In addition to BFD features, we used Shannon entropy (SE), as it is one of the features frequently used for analysis of respiratory sounds. In [41], the authors proposed a method to estimate airflow from tracheal sounds using SE. In [42], the authors proposed tidal volume estimation method by integrating airflow derived from tracheal sounds, which takes advantage of airflow/sound intensity relationship. As can be noted, the straightforward comparison between our method and method used in [42] is difficult to perform, since the conditions are not exactly the same. We estimated the tidal volume directly from tracheal sounds, using BFD as a feature, while Que et al. [42] obtained first the relationship between sounds’ amplitude and airflow, and then the volume by integrating the flow. Consequently, according to the provided results, the range of volume values in [42] was roughly between 0.3 and 0.8 L, while we limited volumes to a broader range [0.2, 1] L. That being said, the Bland-Altman analysis results of [42] were 0.009 ± 0.046 L (bias ± SD), while we found a bias and standard deviation of 0.0226 ± 0.0918 L. Chen et al. estimated tidal volume from the energy of the tracheal sounds [6]. The comparison of our results with those reported in [6] is not easy to perform since they are reported separately for each individual participant. If we compute the average results from the provided individually-based values reported in Table 1 [6]), we can conclude that the results are comparable. The volumes ranged from 0.15 to 0.5 L in [6], which is notably smaller range than the one used in this study. Note that in contrast to these two studies, the only external information needed to compute the calibration model with our proposed method was obtained with a simple bag at a known fixed value and not from a spirometer-like device.

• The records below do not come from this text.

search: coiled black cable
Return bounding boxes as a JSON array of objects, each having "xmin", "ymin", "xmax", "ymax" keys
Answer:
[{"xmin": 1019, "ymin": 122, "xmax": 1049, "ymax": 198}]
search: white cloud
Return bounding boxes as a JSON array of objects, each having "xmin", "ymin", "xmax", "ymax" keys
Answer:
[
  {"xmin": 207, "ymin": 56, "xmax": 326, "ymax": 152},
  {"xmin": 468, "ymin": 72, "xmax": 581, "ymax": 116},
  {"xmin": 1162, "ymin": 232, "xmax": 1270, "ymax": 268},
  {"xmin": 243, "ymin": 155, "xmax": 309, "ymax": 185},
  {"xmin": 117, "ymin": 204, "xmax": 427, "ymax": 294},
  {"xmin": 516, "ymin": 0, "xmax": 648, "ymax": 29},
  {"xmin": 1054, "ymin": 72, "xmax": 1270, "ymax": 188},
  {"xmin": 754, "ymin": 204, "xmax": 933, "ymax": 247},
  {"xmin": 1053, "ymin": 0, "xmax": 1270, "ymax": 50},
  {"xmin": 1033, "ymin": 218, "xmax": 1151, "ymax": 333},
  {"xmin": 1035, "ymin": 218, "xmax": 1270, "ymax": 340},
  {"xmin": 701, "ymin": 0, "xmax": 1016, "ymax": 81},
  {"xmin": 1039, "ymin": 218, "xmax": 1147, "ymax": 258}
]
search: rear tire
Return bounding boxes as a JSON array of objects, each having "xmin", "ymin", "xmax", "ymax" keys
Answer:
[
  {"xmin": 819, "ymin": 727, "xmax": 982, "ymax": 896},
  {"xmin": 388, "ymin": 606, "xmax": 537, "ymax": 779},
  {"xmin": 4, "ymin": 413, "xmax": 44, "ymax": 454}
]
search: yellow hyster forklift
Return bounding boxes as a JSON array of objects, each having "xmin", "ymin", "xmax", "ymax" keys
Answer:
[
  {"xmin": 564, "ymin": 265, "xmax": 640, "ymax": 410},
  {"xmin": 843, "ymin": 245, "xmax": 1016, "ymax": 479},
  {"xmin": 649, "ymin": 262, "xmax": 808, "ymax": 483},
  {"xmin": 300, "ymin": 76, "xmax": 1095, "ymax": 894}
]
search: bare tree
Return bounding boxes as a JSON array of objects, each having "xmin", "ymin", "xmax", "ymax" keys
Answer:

After volumes were estimated from the smartphone acquired tracheal sounds, they were compared to the true volume values, obtained from Respitrace signal, which was considered as a reference in this study. The Respitrace signal was calibrated against the spirometer signal prior every recording and the obtained calibration errors were less than 10%, which is in accordance to the manufacturer’s manual. These reference volumes were limited to a range from 0.2 to 1 L, as it is the normal breathing range [7]. Inspiratory and expiratory phases were analyzed separately. Two fitting models, exponential and linear, were used for estimation. Our results indicate that the best estimation was obtained using blanket fractal dimension with exponential model, during expiratory phase, while participants were breathing without a tube, when the NRMSE error was 15.877% ± 9.246% (expressed as mean ± standard deviation). In addition, when the BFD is used as a feature, the NRMSEs were always smaller, at least twice, compared to the SE.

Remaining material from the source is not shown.